How to Make Your Recovery a Long-term Relationship

You’ve arrived. Detoxed. Completed primary treatment. Lived in a sober living residence. Made it back into your own place to call home. Now what?

First of all, let’s not minimize your accomplishments. You’re to be commended for what you’ve already achieved. However, it’s important to remember that sobriety is a journey, not a destination. Now that you’re well on your path to a lifetime of sobriety, consider embracing a few of the following ideas to stay the course.

1. Your recovery journey is your own.

Just as everyone’s life experiences are different, their routes to sober living can be dramatically different as well. Keep in mind that there’s no “right way” to practice recovery, and try to keep an open mind and refrain from judging others if their choices vary from your own.

2. Fuel your recovery with healthy choices.

Healthy choices are more than abstinence. Go back to the basics for this one: Are you getting enough sleep? Engaging in physical activities/exercise? Eating healthy, regular meals? Give your body (and your mind) what it needs to support your continued recovery efforts.
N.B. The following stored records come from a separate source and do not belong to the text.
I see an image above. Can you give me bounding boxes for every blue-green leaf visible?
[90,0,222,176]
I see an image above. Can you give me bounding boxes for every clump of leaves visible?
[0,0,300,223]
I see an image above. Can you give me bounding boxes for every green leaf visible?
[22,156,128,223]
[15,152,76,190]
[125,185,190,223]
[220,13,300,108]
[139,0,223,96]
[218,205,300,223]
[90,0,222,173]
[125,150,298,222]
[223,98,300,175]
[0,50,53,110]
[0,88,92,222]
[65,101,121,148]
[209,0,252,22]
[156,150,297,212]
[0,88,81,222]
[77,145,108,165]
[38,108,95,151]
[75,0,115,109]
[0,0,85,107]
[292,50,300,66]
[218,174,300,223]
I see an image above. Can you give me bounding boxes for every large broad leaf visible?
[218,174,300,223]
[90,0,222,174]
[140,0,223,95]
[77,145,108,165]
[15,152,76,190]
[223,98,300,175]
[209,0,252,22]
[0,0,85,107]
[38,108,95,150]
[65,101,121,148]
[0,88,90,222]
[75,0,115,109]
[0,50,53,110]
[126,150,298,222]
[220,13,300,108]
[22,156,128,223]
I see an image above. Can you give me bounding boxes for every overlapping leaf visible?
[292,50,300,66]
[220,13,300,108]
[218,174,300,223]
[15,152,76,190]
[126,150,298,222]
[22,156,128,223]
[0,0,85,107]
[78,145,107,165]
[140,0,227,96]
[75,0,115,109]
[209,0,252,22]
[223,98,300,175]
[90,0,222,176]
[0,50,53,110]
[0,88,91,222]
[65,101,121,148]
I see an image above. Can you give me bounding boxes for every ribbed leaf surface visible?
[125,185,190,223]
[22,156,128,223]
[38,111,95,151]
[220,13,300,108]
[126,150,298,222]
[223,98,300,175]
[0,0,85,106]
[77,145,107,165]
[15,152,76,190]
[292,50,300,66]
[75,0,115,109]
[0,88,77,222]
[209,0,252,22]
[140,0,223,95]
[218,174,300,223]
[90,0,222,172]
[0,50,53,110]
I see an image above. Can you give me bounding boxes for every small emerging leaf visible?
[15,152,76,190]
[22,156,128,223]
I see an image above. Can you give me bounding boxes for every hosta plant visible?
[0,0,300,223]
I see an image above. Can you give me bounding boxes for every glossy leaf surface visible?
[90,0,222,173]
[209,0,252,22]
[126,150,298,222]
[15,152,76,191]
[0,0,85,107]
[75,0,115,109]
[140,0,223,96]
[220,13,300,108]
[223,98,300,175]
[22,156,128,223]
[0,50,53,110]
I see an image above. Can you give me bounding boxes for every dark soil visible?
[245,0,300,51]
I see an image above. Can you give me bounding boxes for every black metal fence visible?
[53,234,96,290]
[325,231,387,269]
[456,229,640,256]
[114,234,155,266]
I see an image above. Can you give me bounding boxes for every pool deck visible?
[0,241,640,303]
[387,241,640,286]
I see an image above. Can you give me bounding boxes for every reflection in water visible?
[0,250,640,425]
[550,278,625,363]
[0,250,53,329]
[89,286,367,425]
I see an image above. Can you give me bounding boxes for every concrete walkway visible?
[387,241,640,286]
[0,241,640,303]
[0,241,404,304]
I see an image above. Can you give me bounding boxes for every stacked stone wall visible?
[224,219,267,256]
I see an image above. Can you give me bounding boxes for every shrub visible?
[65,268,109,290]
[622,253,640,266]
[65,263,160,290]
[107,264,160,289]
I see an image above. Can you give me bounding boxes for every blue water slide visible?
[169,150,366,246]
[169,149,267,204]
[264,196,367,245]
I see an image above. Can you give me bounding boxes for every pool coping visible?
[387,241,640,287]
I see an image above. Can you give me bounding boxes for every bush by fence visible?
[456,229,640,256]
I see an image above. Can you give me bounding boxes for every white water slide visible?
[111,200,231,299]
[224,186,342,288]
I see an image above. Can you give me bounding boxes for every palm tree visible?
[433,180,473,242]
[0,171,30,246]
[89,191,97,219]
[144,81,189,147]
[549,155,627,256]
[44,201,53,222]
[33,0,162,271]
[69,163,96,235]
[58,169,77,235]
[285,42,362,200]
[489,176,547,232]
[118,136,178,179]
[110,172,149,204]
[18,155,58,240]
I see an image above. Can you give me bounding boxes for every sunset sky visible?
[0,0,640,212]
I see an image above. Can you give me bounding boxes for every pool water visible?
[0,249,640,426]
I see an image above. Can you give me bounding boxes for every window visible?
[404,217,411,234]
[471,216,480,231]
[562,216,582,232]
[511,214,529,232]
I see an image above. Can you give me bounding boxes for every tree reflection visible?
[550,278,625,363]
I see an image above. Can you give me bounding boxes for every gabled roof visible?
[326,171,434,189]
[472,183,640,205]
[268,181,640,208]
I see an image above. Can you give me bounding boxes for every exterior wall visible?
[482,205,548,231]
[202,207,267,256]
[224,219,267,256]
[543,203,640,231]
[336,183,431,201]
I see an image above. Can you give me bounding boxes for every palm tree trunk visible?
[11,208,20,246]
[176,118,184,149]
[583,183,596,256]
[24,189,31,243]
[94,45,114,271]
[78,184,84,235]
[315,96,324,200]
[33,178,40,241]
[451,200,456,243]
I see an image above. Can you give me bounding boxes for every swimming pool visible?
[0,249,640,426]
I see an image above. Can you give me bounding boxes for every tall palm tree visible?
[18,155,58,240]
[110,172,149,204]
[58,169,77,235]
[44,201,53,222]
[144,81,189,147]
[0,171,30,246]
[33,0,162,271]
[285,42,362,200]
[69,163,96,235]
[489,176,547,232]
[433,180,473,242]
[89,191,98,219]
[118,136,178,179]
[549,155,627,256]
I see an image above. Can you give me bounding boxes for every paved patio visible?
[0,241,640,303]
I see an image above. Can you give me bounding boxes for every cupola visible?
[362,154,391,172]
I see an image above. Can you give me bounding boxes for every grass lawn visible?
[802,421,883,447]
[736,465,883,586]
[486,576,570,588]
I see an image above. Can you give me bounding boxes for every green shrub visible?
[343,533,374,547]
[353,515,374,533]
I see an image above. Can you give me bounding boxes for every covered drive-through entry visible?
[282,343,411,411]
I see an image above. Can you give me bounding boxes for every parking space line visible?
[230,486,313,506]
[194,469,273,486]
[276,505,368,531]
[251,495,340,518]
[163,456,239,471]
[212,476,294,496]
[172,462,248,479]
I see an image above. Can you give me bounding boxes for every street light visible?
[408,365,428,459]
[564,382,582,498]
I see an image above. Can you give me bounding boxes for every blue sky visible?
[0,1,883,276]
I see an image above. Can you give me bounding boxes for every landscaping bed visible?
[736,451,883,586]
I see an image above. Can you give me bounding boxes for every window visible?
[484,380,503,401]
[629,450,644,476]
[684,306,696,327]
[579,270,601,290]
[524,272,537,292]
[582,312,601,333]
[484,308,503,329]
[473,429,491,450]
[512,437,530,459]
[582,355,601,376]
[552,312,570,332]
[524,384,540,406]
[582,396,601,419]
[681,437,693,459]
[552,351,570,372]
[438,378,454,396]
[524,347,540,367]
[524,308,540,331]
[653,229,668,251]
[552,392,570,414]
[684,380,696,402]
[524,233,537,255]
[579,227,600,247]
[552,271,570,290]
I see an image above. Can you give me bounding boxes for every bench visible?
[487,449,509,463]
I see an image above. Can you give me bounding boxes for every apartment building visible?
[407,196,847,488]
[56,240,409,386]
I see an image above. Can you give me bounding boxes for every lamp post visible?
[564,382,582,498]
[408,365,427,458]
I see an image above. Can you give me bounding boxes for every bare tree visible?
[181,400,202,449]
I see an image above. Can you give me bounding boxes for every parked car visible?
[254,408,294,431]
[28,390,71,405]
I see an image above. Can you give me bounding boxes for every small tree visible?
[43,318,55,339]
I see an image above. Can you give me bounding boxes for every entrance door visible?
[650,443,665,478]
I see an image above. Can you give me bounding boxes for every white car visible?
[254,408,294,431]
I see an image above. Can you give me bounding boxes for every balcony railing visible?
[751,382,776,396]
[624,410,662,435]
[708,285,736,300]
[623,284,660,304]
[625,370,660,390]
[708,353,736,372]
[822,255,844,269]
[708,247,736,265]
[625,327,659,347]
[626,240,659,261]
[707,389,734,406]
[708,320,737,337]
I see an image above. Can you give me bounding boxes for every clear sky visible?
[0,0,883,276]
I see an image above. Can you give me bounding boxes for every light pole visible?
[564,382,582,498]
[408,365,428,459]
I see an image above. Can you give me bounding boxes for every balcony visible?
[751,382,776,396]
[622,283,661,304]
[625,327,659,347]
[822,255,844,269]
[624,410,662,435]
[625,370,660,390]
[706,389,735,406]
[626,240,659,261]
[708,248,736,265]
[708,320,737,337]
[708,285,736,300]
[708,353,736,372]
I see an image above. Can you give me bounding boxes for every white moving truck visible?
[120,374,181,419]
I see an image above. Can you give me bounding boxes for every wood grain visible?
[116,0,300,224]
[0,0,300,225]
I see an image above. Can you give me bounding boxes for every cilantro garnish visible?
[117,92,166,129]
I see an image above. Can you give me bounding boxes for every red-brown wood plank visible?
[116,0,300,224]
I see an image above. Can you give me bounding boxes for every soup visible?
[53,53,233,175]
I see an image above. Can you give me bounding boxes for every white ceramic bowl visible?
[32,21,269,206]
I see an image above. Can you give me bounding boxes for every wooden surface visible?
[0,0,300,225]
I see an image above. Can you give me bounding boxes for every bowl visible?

3. Practice accountability.

Attend 12-step meetings and make sure you continue to keep regular appointments with your sobriety support network, whether that’s made up of friends who know what you’re going through, therapists who’ve helped you get to where you are today, or mentors you’ve grown to rely on. If you make plans to meet or call, keep them.

4. Don’t look to reinvent the wheel.

Hopefully, you learned some valuable skills for coping with life stressors while you were in rehabilitation and participating in group and individual therapy. Keep practicing mindfulness, identifying tricky situations and potential triggers, and rehearsing your action plan for how you will handle those circumstances before you find yourself struggling.

5. Pay it forward. One of the best ways to “get out of your own head” is to turn that attention to someone else.

Helping others doesn’t have to entail an elaborate volunteer schedule. You can look for simple ways to brighten someone’s day. Take an elderly neighbor to the grocery store. Help a single mom with some yard work. Walk dogs at the nearby animal shelter. Connecting with others has a number of benefits: It makes you feel like a valued part of the larger community, helps you rediscover your self-worth, and sometimes even leads to a job lead or introduction to a new friend.

Above all else, understand the lifetime implications of sobriety. It’s something you can work on, slip and make a mistake, rededicate yourself to it, and focus on to find new, healthier habits that help you live a prosperous life. Enjoy the journey, try not to get overwhelmed, and remember to show yourself some kindness along the way.